Measurements are expressed by using Getty AAT URIs for the measurement type (e.g., height, width, etc.) and unit (cm, mm, etc.). Below illustrates rendering a centimeter height measurement from the spreadsheet into RDF:

{{forNonBlank(cells["Height (cm)"], c, '<crm:P43_has_dimension>
    <crm:E54_Dimension>
        <crm:P90_has_value rdf:datatype="http://www.w3.org/2001/XMLSchema#decimal">' + c.value + '</crm:P90_has_value>
        <crm:P2_has_type rdf:resource="http://vocab.getty.edu/aat/300055644"/>
        <crm:P91_has_unit rdf:resource="http://vocab.getty.edu/aat/300379098"/>
    </crm:E54_Dimension>
</crm:P43_has_dimension>', "")}}

Presently (until the TMA sorts out a server issue with their IIIF image info.json now being accessible), the TMA images are jpeg files formed by using the image API to get an 800 pixel wide response, but the model for representing IIIF services and manifests can be found at https://linked.art/model/digital/#iiif.

Wednesday, May 5, 2021

Prototype Object Viewer in Kerameikos

Over the last few days, I have put together a prototype of an object viewer within the Kerameikos.org framework that reads the vase URI from a URL parameter and executes a SPARQL query of the underlying Linked Art-compliant CIDOC CRM to gather all of the metadata necessary to create a nice, human-readable page. The construction of these page includes an API call of Kerameikos to get all of the associated SKOS concept data for any kerameikos.org URI referred to by the vase RDF. This pipeline can be extended to query data APIs from Nomisma.org, the Getty vocabularies, or other controlled vocabulary data systems.

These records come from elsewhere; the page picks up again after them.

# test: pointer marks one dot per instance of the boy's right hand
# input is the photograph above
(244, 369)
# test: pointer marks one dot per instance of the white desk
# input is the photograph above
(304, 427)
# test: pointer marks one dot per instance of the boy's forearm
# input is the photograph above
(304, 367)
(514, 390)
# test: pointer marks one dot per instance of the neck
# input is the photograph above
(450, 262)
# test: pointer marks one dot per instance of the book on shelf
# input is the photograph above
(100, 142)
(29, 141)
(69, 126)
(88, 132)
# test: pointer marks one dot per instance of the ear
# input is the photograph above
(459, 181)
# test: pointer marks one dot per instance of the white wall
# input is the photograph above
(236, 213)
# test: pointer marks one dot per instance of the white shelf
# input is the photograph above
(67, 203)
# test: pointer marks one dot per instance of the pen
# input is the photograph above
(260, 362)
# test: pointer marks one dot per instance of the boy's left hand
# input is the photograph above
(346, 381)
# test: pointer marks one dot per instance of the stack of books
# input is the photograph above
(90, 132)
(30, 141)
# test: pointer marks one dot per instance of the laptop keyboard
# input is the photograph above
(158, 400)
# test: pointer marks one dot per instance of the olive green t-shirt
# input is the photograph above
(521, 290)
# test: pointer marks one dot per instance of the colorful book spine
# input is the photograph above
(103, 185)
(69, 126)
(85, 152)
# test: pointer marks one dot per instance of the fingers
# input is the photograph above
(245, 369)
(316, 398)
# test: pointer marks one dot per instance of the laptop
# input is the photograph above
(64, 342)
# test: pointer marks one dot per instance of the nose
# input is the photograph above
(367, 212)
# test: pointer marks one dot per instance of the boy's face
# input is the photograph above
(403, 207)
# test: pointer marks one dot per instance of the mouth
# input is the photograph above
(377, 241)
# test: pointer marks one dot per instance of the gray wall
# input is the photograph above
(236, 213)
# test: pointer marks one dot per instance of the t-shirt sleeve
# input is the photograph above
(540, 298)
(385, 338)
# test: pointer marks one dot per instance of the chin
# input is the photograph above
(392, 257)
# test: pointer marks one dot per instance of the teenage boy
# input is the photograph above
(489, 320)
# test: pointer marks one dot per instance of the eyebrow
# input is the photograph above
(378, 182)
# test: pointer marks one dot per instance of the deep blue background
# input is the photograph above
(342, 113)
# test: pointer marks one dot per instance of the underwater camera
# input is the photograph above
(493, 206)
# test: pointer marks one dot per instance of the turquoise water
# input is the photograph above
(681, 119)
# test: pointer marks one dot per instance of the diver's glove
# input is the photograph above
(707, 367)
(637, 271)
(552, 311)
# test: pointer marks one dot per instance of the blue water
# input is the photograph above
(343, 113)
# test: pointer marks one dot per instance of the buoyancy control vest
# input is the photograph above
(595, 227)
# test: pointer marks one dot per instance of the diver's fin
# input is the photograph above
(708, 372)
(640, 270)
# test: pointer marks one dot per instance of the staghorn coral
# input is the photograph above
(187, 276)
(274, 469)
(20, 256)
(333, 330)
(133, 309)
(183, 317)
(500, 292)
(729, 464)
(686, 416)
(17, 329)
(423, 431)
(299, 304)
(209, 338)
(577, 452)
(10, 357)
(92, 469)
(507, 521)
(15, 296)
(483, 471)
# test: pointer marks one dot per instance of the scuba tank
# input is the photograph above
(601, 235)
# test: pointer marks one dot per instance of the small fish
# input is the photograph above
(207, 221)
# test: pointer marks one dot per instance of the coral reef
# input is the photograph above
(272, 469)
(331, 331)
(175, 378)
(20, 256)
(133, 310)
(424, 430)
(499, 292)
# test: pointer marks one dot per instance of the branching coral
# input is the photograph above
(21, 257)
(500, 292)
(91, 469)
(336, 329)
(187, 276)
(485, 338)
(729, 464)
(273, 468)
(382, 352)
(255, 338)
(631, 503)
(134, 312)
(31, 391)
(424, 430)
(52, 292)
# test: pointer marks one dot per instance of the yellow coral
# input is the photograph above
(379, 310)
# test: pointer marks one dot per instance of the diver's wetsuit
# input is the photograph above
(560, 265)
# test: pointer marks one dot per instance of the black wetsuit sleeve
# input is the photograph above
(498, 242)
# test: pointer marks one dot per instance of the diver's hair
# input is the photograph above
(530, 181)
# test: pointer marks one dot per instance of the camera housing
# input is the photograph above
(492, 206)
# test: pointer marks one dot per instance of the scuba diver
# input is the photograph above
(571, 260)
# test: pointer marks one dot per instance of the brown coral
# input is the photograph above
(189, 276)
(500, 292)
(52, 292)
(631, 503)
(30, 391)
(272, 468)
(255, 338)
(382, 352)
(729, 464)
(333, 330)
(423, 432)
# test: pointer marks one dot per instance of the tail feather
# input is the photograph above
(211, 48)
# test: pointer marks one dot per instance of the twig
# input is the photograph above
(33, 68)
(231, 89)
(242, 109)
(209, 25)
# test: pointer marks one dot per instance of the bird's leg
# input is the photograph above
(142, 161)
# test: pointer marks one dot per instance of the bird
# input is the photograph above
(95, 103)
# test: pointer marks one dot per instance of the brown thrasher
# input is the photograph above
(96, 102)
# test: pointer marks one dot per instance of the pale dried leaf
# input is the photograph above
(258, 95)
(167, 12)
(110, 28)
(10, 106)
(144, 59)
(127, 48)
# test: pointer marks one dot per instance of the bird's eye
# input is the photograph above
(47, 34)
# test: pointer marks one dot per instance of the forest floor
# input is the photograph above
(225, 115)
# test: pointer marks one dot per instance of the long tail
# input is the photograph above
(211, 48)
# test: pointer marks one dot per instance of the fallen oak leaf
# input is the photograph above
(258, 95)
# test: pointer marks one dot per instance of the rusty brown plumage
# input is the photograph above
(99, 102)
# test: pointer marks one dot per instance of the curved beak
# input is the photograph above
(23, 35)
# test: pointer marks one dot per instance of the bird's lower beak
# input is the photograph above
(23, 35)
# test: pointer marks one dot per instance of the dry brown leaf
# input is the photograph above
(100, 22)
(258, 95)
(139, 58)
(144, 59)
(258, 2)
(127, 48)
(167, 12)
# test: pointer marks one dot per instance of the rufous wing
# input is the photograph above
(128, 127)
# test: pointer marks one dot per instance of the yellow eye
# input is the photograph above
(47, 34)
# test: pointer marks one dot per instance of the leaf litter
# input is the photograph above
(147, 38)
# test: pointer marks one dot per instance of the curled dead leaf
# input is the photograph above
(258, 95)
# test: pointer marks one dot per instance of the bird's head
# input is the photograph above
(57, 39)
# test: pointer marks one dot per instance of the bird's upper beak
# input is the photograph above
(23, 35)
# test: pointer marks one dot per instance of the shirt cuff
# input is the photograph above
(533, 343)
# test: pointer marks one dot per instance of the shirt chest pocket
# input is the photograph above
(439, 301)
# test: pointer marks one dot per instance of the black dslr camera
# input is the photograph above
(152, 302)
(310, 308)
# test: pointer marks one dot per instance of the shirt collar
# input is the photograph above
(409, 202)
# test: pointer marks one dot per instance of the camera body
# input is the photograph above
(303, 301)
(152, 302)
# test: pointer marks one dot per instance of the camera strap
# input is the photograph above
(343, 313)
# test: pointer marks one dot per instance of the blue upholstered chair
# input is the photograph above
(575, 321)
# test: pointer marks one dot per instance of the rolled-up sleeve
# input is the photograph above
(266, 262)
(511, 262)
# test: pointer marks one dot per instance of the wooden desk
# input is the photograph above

I have taken the additional step of implementing an XSLT function that returns multilingual UI labels, even though almost none of these UI labels have been translated into other languages yet. However, the language (whether set by the Accept-Language header by the browser or manually overridden with the 'lang' request parameter) is used to display the preferred label for the Kerameikos.org SKOS concept, if it is available in the underlying RDF data. This is often, though not always, the case for concepts that have been aligned to Wikidata, and labels extracted programmatically from their API.

Collections that make their images available through IIIF manifests (represented by crm:P129i_is_subject_of), such as the Fitzwilliam Museum will have these manifests rendered by Mirador. For other collections that conform to IIIF image APIs, but do not produce manifests, such as the British Museum, the image(s) will be displayed in the Leaflet IIIF viewer. Eventually, I will generate an intermediate API that dynamically generates a manifest from underlying IIIF image URIs so that these images can be annotated with iconographic URIs in order to build a more LOD-integrated research tool for iconography. This framework will extend beyond just vases to encompass other types of material culture.


British Museum vase of Exekias, partially displayed in French.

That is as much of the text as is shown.